Com o título “Pandemia da desesperança”, eis artigo de Suzete Nocrato, jornalista e mestre em Comunicação Social pela Universidade Federal do Ceará. “Sou mãe, avó, filha, tia, irmã, sogra, prima, amiga. Essa condição me faz pensar que todos nós — independentemente do papel que ocupamos — precisamos aprender a ouvir para além das palavras, a enxergar os sinais de dor nos mais discretos gestos, e, o mais importante, oferecer presença antes mesmo que nos peçam”, expõe a articulista.
Confira:
No último fim de semana, em uma conversa com um amigo sobre as dores que têm assolado a humanidade, me dei conta de que estamos atravessando uma verdadeira pandemia de depressão e suicídio. Nesse contexto de gravidade, nos chama a atenção o fato de a saúde mental de crianças e jovens não estar sendo discutida com a profundidade que a urgência do tema exige — seja nos veículos de comunicação, nas escolas ou nos lares. Enquanto isso, de forma silenciosa, a dor atravessa famílias, corpos e relações.
Um estudo da Escola Nacional de Saúde Pública da Fundação Oswaldo Cruz (Fiocruz) revela que, de 2011 a 2022, a taxa de suicídio entre jovens no Brasil cresceu 6% ao ano, e representou, em média, 4,02% das mortes entre pessoas de 10 a 29 anos. Estimativa da Organização Mundial da Saúde (OMS) alerta que, no planeta, mais de 700 mil pessoas tiram a própria vida, anualmente.

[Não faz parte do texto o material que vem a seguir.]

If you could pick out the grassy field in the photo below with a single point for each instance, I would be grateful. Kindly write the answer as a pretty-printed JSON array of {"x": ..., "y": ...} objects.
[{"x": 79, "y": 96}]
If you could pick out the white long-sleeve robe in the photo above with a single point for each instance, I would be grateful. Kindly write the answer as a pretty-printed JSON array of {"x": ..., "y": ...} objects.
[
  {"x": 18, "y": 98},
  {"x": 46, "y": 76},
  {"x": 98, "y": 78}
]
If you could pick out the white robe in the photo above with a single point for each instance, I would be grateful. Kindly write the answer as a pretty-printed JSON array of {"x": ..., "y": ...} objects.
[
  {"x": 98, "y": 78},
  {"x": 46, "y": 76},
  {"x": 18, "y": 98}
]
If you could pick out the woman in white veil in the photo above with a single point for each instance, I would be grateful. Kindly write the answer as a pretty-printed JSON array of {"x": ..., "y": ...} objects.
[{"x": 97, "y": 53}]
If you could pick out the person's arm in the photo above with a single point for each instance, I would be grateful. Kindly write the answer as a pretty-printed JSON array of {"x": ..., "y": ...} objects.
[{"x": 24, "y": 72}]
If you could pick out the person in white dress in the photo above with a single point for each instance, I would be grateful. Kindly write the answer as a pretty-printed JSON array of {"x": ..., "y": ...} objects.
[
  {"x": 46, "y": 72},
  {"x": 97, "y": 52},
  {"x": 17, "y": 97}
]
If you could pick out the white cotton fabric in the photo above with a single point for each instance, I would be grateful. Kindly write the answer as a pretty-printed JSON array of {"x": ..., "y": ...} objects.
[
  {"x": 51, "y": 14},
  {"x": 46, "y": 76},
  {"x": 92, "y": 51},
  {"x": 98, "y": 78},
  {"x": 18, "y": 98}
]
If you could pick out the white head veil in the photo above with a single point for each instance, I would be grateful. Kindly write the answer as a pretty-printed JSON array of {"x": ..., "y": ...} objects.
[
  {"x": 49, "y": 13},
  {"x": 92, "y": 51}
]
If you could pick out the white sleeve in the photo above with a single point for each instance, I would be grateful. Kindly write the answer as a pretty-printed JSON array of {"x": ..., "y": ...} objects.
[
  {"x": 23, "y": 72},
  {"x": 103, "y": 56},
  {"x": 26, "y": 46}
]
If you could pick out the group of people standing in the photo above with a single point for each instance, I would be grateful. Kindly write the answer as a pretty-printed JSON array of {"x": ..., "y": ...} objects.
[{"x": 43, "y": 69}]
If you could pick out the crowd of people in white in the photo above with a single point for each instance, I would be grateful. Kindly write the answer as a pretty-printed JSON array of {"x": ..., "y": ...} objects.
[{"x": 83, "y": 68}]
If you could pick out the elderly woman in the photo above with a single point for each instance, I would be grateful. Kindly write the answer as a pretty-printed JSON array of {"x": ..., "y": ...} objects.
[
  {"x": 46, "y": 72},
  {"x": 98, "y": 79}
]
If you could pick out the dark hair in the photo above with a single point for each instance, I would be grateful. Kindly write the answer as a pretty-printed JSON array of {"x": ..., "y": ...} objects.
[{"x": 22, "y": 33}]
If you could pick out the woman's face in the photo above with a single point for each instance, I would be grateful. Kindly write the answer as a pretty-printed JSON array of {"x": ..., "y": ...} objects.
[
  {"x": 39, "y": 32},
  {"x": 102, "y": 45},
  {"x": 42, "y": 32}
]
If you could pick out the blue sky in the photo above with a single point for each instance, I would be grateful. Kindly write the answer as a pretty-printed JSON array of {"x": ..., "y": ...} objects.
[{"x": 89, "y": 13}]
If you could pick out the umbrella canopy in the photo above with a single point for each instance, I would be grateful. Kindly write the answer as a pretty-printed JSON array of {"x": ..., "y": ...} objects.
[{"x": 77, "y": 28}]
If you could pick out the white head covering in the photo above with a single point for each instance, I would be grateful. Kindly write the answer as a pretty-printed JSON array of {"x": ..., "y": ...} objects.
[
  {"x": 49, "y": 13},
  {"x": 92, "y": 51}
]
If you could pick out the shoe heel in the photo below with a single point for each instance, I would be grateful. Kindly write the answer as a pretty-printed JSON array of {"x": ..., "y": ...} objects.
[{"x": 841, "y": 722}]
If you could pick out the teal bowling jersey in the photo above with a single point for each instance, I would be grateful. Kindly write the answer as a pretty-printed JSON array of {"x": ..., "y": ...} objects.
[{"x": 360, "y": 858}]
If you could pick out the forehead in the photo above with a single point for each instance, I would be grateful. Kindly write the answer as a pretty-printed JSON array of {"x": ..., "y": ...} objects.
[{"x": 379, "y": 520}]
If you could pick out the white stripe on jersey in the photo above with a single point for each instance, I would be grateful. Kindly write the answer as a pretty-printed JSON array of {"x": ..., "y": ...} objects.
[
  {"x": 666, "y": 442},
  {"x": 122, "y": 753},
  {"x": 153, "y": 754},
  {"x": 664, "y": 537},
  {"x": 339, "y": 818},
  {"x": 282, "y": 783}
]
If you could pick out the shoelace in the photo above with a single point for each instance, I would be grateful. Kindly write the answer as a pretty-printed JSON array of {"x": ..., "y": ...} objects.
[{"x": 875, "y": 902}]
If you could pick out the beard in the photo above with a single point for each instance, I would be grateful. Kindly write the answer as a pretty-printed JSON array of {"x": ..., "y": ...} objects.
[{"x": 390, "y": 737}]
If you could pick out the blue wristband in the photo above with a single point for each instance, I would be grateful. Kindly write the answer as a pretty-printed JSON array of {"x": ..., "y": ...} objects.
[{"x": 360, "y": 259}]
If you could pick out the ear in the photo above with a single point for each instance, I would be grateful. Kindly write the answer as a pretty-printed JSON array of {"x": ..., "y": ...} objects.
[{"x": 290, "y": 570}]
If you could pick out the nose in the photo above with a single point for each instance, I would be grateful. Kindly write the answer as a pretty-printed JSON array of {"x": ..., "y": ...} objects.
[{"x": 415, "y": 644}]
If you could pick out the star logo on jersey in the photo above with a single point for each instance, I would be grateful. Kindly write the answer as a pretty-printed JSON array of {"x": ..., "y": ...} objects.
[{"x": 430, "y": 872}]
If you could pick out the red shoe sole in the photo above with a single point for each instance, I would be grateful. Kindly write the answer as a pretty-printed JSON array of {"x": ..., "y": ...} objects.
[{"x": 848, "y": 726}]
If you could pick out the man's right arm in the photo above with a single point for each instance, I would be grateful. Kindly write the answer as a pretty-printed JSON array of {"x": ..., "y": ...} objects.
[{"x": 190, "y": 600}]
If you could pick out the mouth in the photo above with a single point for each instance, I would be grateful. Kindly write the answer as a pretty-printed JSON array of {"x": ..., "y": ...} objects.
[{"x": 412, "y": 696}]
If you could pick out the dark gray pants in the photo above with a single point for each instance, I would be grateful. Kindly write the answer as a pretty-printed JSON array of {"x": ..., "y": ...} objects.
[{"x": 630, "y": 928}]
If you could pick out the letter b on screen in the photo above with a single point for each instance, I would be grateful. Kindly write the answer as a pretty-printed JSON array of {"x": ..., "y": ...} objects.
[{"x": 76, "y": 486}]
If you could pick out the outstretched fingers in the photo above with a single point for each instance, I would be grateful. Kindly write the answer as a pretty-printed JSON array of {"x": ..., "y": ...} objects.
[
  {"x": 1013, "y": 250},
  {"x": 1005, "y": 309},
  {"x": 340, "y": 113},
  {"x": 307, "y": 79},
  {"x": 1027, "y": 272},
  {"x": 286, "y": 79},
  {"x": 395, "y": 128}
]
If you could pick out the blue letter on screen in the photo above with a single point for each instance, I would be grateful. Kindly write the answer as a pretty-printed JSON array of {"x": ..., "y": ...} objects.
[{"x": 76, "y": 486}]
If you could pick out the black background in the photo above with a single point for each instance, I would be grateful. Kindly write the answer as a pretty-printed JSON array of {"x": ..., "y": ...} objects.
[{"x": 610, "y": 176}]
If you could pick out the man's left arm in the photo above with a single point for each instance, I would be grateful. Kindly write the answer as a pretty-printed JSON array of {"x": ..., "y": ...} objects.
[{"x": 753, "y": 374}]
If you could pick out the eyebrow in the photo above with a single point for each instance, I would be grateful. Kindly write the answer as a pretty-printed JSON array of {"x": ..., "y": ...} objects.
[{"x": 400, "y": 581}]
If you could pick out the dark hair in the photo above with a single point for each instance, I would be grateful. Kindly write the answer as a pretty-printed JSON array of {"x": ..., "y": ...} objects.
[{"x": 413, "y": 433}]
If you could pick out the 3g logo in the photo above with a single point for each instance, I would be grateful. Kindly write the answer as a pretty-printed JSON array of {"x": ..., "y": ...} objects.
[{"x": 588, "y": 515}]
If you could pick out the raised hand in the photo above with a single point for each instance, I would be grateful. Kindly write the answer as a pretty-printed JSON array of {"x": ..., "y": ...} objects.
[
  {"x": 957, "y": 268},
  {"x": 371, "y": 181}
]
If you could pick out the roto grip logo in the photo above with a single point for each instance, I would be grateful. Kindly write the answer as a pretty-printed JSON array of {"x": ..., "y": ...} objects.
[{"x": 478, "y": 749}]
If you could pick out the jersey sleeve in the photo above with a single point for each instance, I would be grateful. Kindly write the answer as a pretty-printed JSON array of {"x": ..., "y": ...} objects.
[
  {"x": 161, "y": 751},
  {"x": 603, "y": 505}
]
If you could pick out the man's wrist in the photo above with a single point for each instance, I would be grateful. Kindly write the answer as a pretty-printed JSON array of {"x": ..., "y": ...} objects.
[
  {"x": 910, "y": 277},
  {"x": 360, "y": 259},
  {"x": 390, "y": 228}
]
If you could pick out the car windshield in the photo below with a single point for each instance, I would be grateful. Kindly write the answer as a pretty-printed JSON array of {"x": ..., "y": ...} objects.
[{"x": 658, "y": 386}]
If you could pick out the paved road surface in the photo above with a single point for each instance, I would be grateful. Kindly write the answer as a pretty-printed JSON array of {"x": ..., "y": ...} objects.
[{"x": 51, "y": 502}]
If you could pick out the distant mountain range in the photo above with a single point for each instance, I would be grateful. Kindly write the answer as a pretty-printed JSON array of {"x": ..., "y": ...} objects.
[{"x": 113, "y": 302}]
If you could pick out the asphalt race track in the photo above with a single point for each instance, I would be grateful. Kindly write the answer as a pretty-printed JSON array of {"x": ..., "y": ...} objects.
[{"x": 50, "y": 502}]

Na conversa com meu amigo, percebi que, quase sempre, falamos sobre o assunto como quem observa algo distante — uma notícia chocante sobre um desafio mortal na internet ou os números frios de uma pesquisa. Raramente paramos para pensar que essa realidade pode estar muito mais próxima do que imaginamos: dentro da nossa casa, no coração de um familiar que amamos, na quietude de um colega de trabalho ou de alguém que sempre parece ‘bem’ e ‘feliz’.
De uma forma sentida, essa verdade ganhou um peso ainda maior quando soube do caso da neta de uma querida amiga. Uma jovem de 35 anos, mãe de uma adolescente de 16 anos e uma criança de 8 anos, vestiu-se de silêncio no labirinto da própria mente para a dor que não encontrou espaço para ser dita. Em apenas três meses, buscou por quatro vezes uma solução definitiva para as frustrações profissionais e sentimentais que a esmagavam.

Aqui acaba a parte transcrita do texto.